1.  Senate version of the AHCA is out

Here are a few things to know about the Senate’s health reform bill out this morning.  Four conservative Republicans are withholding their votes until changes are made. Senate Republicans can lose only two votes. Sen. Bob Casey (D-PA) has a simple run down of the major elements of the bill, though from a critical view.  Gov. Walker’s statement on the bill is here.

This bill is so different from the House version that a conference committee (assuming this passes, it may not) may come back with something altogether different, forcing members of Congress to vote on yet a third bill before it’s done.

If Republican members of Congress wanted to create a bill that its members could get behind, that might have endurance when the pendulum inevitably swings back towards Democrats, this does not appear to be the way to do it.



2.  Sen. Dan Sullivan on AHCA

“I will not vote for a bill that makes things worse for Alaskans.” That is Sen. Sullivan’s closing remark in a video he released yesterday. It’s a relatively prominent comment ahead of what will be a difficult vote for some members of the Senate.  For Sullivan, both a “yes” and a “no” come with significant consequences.

I’m told by Senate staff that Sen. Sullivan has been engaged behind the scenes working the bill, trying to get to a ‘yes’ vote but that he hasn’t been able to commit to that position yet.

I think voters – but particularly Alaskans – respect their elected officials when they explain their positions, regardless of whether they agree with the position. Explaining his thinking related to this vote in a video message to Alaskans deserves praise for his statesmanship, regardless of how one views his final vote.

3.  Sen. Lisa Murkowski and the AHCA

In yesterday’s newsletter from Sen. Murkowski, the pending health care vote was mentioned only in passing. However, she’s been pretty vocal since her March letter criticizing the House bill that she finds significant problems with the policy approach.

In comments last week, she got even more direct: “We’re setting ourselves up for the same criticism we waged against our colleagues on the other side.” From yesterday: “If it doesn’t work for Alaska, it doesn’t make any difference who is calling me.” This comment related to the impact of potential lobbying from the White House. She released this statement earlier today.
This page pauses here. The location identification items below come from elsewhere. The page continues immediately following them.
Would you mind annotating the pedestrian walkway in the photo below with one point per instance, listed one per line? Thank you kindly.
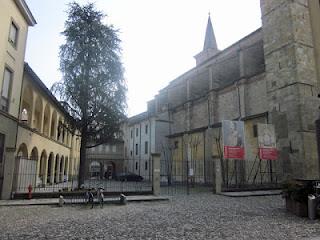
(55, 201)
(252, 193)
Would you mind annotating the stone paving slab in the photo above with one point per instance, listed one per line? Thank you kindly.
(54, 201)
(196, 216)
(252, 193)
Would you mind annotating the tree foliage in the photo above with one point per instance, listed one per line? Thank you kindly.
(93, 88)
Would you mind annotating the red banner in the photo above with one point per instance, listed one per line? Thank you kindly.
(235, 152)
(268, 153)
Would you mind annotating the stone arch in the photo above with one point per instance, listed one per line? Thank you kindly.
(37, 115)
(43, 167)
(46, 120)
(27, 105)
(34, 154)
(95, 169)
(53, 124)
(22, 151)
(50, 171)
(109, 170)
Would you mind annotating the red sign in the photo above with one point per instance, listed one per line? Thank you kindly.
(268, 153)
(235, 152)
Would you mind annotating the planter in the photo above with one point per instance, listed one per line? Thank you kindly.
(297, 208)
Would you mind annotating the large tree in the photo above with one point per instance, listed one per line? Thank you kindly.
(93, 87)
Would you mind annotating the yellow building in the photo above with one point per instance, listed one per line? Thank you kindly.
(48, 147)
(15, 18)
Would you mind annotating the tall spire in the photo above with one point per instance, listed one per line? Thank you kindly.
(210, 39)
(210, 47)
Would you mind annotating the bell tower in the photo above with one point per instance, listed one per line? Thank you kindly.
(210, 45)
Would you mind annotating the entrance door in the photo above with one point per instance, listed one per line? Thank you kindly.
(1, 161)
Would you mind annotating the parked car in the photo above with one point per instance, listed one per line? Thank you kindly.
(128, 176)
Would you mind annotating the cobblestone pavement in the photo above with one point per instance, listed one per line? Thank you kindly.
(202, 216)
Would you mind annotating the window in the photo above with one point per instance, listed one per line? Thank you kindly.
(13, 34)
(5, 92)
(146, 147)
(255, 130)
(1, 147)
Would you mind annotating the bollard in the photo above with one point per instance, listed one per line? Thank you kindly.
(29, 191)
(312, 204)
(123, 199)
(61, 201)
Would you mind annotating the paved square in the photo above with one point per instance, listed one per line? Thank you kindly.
(201, 216)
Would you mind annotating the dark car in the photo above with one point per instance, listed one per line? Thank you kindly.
(128, 176)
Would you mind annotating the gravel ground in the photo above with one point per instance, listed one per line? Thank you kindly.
(201, 216)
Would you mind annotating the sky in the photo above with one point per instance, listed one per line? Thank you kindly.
(159, 37)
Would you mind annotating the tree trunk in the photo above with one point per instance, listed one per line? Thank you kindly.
(82, 168)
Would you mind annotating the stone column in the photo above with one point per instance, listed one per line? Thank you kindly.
(292, 85)
(218, 175)
(156, 173)
(8, 177)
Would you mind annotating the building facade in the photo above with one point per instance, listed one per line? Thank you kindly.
(15, 18)
(48, 146)
(270, 76)
(143, 135)
(105, 161)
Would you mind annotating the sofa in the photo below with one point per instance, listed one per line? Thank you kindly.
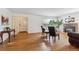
(74, 39)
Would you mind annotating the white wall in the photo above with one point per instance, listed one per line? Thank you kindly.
(5, 12)
(34, 22)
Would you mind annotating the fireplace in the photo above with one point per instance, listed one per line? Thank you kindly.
(71, 27)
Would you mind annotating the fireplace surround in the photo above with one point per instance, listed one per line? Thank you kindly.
(71, 27)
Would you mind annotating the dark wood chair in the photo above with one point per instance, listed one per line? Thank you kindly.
(52, 33)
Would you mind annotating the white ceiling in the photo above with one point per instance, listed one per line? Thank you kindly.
(44, 11)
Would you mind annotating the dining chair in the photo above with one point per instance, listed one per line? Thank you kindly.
(52, 33)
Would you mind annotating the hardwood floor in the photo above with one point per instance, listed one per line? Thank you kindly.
(35, 42)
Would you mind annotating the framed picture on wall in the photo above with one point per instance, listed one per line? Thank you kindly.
(4, 20)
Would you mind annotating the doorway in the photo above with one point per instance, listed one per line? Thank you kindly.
(20, 23)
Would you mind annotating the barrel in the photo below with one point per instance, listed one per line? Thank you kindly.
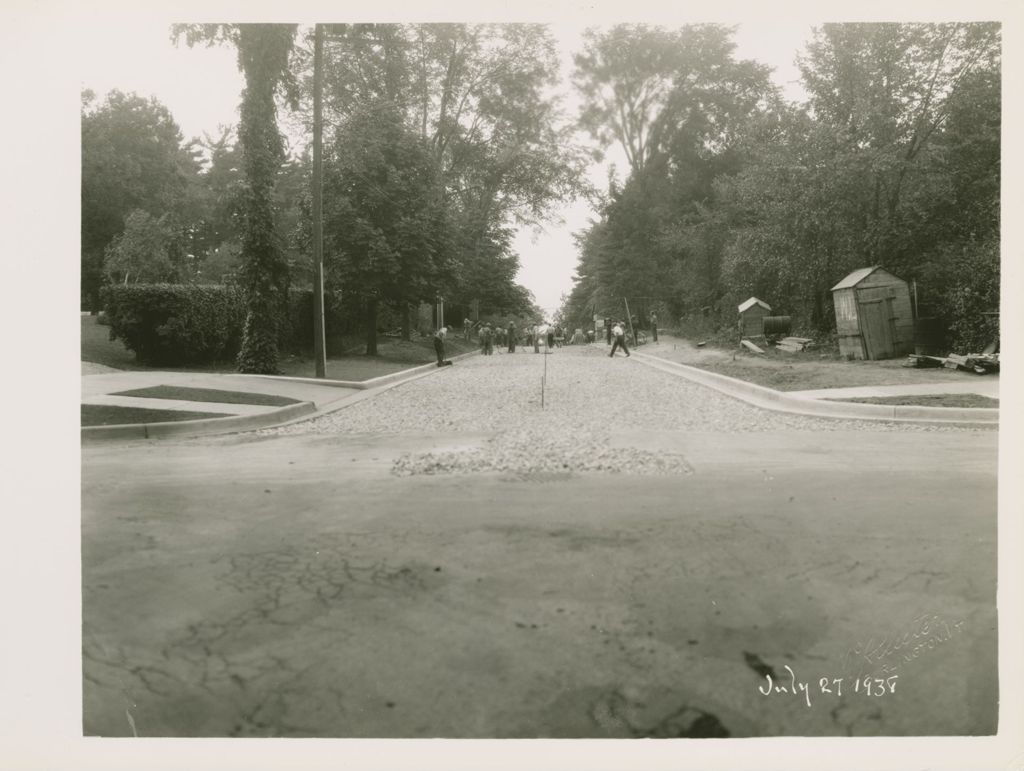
(929, 337)
(777, 325)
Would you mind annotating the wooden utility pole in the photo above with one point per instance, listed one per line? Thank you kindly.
(320, 344)
(630, 319)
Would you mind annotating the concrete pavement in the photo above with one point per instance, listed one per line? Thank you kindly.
(297, 588)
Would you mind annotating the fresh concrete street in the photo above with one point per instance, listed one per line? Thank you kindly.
(644, 557)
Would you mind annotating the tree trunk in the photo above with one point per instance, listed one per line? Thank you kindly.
(372, 327)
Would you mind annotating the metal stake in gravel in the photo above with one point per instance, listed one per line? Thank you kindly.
(544, 377)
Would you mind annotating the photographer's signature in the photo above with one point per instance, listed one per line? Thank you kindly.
(926, 632)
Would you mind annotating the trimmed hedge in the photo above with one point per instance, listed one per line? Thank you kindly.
(173, 325)
(177, 325)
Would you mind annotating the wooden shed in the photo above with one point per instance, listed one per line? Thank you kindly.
(873, 315)
(752, 313)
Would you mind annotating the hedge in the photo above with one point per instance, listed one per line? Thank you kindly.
(176, 325)
(171, 325)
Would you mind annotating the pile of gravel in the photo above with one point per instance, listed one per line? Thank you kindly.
(586, 397)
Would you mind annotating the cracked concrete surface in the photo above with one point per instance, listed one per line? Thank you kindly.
(296, 587)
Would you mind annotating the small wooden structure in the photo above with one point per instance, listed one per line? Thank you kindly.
(752, 313)
(873, 315)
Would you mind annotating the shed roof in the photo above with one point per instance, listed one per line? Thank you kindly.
(857, 276)
(752, 302)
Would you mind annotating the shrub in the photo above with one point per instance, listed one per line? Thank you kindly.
(170, 325)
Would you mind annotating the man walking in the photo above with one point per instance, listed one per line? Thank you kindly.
(439, 347)
(619, 335)
(486, 339)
Assuming a phase out of Medicaid expansion stays in the Senate bill, it would be very hard to see how Murkowski votes for the AHCA based on her previous comments.  She’s staked out clear ground in support of Alaska’s Medicaid expansion and support for subsidies to exchange beneficiaries. It would be a shock to see that change during next week’s vote. The Hill has her listed as an “undecided” on this draft bill.

4.  Averting a government shutdown in Juneau?

It looks like the House and Senate are near a deal to keep government running, as reported by a few outlets (here, here). This afternoon, the Conference Committee working on the final fiscal plan removed any draw from the PFD to instead pull funds from the Constitutional Budget Reserve. That would leave $2.3bn in the CBR, a fund once at $10bn.

The deal now moves to the floor this afternoon. To draw from the CBR requires a 75% super majority in both chambers.  This means the legislature has effectively created a “grand deal” to fund all of the asks of both parties, while making significant cuts, but without a major revenue solution.

5. Video: Beth Johnson, Premera

Beth Johnson is the Senior Vice President of Health Care Delivery Systems at Premera Blue Cross Blue Shield of Alaska. She joins us in this edition of “What They’re Watching” to talk about the importance of building trust with providers during a time of intense change.

Candidly, Beth is one of the most well regarded executives on the west coast at building trust between plans and providers, and putting that together in a contract. She says the window is open now for innovation in Alaska. It’s unclear though if the turmoil around policy (DC) and finances (Juneau) might catalyze or obstruct that collaboration.